The experiment has paid off. Faculty use of Sakai has increased since the launch of the iTeam program, now in its third year. About half of the college's 2,100 courses are currently using Sakai.

"Sakai has a lot of tools. With the face-to-face, we're able to show faculty how to use one or two tools really well," Lee says. "They are able to start using that in their classes, and that encourages them to use it more and more." The proof? Faculty attendance at Sakai training increased 33 percent after the first pilot project.

4. Informal Training
Sometimes it's easy to overlook the simplest solutions. Like everyone else, faculty are partial to free food, for instance. Texas Wesleyan hosts "lunch and learn" events where faculty can learn about technology tools--and get a free meal. The events are publicized through e-mails, general postings, calendar listings, and word of mouth.

"We get 15 to 20 people, some of whom are repeat customers," says Kerr. "In a way, it does reward the person who's using technology, because it gives them an opportunity to speak in front of their peers and share their ideas."
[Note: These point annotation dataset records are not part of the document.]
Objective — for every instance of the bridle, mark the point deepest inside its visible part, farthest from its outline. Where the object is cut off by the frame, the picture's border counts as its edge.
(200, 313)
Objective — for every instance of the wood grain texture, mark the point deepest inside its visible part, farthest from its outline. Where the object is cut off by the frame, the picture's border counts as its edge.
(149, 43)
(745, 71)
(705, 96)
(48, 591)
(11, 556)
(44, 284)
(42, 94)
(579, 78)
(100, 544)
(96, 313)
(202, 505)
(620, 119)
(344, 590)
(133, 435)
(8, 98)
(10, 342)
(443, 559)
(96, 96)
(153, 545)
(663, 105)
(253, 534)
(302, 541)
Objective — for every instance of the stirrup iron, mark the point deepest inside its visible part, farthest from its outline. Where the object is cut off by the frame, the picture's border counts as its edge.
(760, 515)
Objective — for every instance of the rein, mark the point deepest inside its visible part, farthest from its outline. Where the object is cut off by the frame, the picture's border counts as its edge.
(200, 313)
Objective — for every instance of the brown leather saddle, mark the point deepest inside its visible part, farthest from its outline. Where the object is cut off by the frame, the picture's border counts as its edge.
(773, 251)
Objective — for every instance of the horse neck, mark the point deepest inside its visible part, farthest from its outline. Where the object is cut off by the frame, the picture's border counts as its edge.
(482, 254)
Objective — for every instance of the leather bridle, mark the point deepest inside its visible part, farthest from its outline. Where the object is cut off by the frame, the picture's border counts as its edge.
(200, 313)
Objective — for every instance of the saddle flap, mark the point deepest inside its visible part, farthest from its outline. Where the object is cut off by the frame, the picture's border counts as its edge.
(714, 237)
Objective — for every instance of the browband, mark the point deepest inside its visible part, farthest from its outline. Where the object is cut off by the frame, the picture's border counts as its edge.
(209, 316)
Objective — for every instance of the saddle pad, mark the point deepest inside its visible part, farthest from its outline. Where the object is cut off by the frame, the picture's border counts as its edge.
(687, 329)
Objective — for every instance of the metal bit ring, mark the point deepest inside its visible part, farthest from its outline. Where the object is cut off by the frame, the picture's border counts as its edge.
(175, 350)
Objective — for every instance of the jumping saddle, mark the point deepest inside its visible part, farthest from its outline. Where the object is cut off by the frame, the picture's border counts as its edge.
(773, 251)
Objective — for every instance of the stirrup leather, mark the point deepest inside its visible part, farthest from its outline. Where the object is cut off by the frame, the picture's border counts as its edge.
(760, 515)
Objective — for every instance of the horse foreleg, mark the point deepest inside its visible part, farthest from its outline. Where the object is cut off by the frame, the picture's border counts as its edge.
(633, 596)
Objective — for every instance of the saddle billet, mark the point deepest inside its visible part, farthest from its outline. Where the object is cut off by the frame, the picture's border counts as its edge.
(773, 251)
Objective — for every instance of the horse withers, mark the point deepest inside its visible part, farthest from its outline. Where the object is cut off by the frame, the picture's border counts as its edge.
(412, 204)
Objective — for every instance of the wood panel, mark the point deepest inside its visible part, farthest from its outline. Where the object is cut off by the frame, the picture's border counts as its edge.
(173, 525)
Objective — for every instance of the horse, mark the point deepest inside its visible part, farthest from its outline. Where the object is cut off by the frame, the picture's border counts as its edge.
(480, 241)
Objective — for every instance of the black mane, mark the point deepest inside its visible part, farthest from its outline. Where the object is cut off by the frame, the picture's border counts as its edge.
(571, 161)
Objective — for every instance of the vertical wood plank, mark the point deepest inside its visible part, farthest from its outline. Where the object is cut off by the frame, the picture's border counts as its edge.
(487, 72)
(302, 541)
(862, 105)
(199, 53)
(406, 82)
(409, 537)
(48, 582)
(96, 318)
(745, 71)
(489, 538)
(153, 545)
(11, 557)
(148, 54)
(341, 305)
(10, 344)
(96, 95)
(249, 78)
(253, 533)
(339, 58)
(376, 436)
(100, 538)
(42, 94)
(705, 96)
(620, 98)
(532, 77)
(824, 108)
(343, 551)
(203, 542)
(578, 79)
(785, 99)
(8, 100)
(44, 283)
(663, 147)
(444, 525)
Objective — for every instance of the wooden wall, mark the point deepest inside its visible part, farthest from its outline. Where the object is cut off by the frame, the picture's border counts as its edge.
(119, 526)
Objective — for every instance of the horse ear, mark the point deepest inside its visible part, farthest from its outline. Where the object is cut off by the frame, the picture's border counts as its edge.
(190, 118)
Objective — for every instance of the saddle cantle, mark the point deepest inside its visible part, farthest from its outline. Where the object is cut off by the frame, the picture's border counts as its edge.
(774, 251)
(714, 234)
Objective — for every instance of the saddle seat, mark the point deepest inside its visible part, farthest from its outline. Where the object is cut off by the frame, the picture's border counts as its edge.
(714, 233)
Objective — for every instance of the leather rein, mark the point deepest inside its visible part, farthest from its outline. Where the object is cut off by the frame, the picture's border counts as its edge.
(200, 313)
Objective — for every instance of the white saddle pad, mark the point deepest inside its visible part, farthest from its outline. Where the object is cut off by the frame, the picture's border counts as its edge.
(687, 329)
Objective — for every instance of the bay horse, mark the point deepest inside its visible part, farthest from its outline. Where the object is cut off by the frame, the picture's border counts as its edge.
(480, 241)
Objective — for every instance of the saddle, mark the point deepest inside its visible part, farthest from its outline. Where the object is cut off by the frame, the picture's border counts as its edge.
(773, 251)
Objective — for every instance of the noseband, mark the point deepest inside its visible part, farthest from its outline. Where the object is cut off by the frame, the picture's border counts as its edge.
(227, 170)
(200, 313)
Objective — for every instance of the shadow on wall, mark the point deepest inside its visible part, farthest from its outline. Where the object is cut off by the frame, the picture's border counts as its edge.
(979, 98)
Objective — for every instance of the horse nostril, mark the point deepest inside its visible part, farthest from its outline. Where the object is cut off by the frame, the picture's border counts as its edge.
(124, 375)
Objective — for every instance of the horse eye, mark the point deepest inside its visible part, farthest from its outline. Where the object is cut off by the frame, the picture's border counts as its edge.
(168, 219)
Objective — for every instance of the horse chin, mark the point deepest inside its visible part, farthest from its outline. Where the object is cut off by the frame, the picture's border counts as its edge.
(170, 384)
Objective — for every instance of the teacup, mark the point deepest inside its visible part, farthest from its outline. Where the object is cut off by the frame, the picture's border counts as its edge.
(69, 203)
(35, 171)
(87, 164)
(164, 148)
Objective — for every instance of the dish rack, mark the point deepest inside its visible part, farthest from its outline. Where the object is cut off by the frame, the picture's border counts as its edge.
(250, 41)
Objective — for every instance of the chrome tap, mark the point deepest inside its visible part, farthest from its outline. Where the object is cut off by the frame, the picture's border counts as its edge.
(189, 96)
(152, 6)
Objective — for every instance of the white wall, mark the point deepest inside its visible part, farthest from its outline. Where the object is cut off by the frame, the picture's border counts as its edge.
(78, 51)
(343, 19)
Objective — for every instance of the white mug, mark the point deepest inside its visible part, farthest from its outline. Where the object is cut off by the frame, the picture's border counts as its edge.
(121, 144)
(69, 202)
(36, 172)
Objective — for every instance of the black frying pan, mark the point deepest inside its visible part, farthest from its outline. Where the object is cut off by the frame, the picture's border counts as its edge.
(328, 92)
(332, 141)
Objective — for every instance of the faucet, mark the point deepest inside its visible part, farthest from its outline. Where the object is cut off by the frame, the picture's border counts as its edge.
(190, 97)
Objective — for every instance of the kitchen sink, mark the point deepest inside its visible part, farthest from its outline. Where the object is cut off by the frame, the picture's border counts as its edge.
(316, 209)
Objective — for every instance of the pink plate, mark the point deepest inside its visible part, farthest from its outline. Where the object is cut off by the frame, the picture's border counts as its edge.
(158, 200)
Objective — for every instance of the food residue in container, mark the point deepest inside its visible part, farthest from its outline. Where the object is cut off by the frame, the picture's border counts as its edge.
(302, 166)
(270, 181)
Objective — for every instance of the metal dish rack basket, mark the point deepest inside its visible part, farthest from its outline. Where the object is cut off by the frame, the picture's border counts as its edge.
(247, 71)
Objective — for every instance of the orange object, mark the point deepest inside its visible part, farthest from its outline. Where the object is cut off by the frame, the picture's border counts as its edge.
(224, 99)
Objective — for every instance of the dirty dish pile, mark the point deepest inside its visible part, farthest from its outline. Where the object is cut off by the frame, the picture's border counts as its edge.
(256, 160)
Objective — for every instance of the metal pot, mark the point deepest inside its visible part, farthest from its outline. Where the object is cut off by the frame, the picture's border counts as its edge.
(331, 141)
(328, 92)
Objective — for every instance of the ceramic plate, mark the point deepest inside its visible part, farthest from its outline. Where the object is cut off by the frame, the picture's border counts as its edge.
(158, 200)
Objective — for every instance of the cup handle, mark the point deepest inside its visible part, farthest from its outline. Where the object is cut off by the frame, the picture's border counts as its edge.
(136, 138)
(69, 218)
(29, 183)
Even without free food, some faculty see the appeal of informal get-togethers. The University of Arkansas for Medical Sciences, for example, hosts eTech@Noon, a series of lunchtime learning sessions where faculty learn how to use SoftChalk, an online tool that develops educational modules, quizzes, and tests.

"The sessions are well-attended," says Jan Hart, associate library director at the school. "People must care enough to come, because they just get a notice about it." The noontime series draws roughly 10 to 40 faculty members per event. The one-hour presentations are often supplemented with hands-on workshops.